In recent months, a coalition of anti-union groups have been promoting the idea of passing right-to-work ordinances on the city and county level. Recognizing the success of progressives in pursuing labor rights at the local level, these anti-union groups have decided to try their own version of small-scale warfare.

I have outlined the anti-union arguments and some of the associated problems in an article for The Nation. And a few days later, Politico’s Brian Mahoney reported ($) from ALEC’s winter meeting that “specifically the groups are looking at counties in Washington, Montana, Wisconsin, Ohio, Pennsylvania and — perhaps most aggressively — Kentucky.”

Well the ball just dropped. Yesterday, a county in southwestern Kentucky, approximately halfway between Louisville and Paducah, voted for preliminary approval of a county-level right-to-work ordinance.

The vote, reported by Katie Brandenburg of the Bowling Green Daily News, appeared to come out of nowhere. It was listed on the agenda as “an Ordinance Relating to the Promotion of Economic Development and Commerce,” and one of the magistrates stated that he only found out about the ordinance on the morning of the vote.

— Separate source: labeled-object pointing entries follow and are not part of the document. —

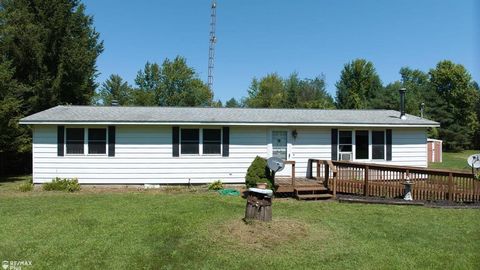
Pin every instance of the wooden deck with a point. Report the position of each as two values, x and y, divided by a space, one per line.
378 180
284 184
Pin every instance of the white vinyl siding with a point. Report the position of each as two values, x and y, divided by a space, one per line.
143 154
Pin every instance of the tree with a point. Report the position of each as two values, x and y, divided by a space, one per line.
115 88
358 84
53 48
459 98
232 103
48 51
268 92
418 91
13 137
148 84
312 94
173 83
273 91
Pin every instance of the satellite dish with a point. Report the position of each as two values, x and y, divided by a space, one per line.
474 161
275 164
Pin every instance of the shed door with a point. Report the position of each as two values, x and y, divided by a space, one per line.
279 144
280 149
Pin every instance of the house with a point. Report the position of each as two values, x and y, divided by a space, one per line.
434 148
160 145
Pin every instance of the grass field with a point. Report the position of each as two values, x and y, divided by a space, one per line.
456 161
202 230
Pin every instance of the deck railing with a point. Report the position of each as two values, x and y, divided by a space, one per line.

If Warren County, Kentucky, takes the final step to passing its local right to work ordinance next week, it will represent the beginning of a long fight over the legality of such local laws. Promoters of the effort argue that although federal labor law generally preempts any local ordinances, Section 14(b) of the Taft-Hartley Act, which permits right-to-work laws in “any state or territory,” is ambiguous as to whether it applies to cities and counties. They argue that counties are subdivisions of the state, and home rule cities have been delegated authority by the state, so these entities should be included under the term “state.”

While I think the anti-union argument is wrong, this has all the earmarks of an eventual Supreme Court case in the making. And this week has already shown that the Court is capable of some truly anti-labor decisions.